🚨 $BTC $ETH $SUI 4.3% Is the “false prosperity” behind the growth rate? The U.S. economy may face aftershocks from the government shutdown in Q4
As of today (December 23), the GDP report delayed by two months due to the government shutdown has finally been released: the annualized GDP growth for the U.S. in the third quarter is 4.3%, hitting a two-year high! Consumer growth is at 3.5%, and core PCE has risen to 2.9%. The data seems “hot,” but in reality, it is fraught with danger.
🔍 Why is the strong growth possibly an “illusion”?
• “Running ahead” benefits exhausted: The explosive growth in Q3 largely stems from companies’ “defensive stockpiling” before the new tariffs under Trump took effect, as well as consumers' early spending. This “order grabbing” effect has overdrawn future momentum.

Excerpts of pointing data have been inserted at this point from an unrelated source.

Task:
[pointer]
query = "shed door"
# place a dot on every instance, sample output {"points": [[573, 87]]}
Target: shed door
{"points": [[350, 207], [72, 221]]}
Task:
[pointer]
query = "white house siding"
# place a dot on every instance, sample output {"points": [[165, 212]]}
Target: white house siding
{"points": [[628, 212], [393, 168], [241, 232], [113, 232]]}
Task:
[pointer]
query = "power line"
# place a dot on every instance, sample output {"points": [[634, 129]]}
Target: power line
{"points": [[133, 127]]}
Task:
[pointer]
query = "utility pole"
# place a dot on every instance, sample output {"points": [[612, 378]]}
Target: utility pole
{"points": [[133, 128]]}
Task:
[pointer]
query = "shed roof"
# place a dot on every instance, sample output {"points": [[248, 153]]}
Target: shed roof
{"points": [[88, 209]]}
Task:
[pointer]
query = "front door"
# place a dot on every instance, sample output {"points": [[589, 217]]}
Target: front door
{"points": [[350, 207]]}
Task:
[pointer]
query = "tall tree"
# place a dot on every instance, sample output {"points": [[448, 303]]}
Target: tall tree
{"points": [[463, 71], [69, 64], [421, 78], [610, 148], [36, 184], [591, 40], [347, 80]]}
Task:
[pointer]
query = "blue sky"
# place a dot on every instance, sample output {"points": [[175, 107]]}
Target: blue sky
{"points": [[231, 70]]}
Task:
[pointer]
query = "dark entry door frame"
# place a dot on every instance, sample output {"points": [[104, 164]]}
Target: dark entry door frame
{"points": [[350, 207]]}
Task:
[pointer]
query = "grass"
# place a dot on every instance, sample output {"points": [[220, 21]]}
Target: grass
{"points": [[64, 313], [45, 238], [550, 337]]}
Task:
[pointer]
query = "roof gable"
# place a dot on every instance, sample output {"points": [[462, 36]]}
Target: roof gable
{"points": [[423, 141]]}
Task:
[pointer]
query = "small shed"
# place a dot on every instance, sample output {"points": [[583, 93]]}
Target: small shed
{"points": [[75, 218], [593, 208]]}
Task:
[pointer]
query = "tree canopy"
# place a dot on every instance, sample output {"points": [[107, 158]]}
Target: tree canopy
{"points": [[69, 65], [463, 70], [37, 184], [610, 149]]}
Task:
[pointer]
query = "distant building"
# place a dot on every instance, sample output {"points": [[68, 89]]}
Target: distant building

• 43 days of shutdown took a heavy toll: The record government shutdown lasting until mid-November is expected to evaporate 1.0 to 2.0 percentage points from Q4 growth. As the Chief Economist of FwdBonds stated, this delayed report is already “old news.”
• No job growth: KPMG Chief Economist Diane Swonk pointed out that while investment in data centers and AI is strong, the economy is trapped in a “no job growth” vicious cycle.
📈 Market logic and outlook:
Although the Federal Reserve is expected to reduce interest rates three times by the end of 2025, inflation remains stubbornly above the 2% target. With expectations for AI investment and tax rebates taking over in 2026, the market is currently in a tug-of-war between liquidity and recession expectations.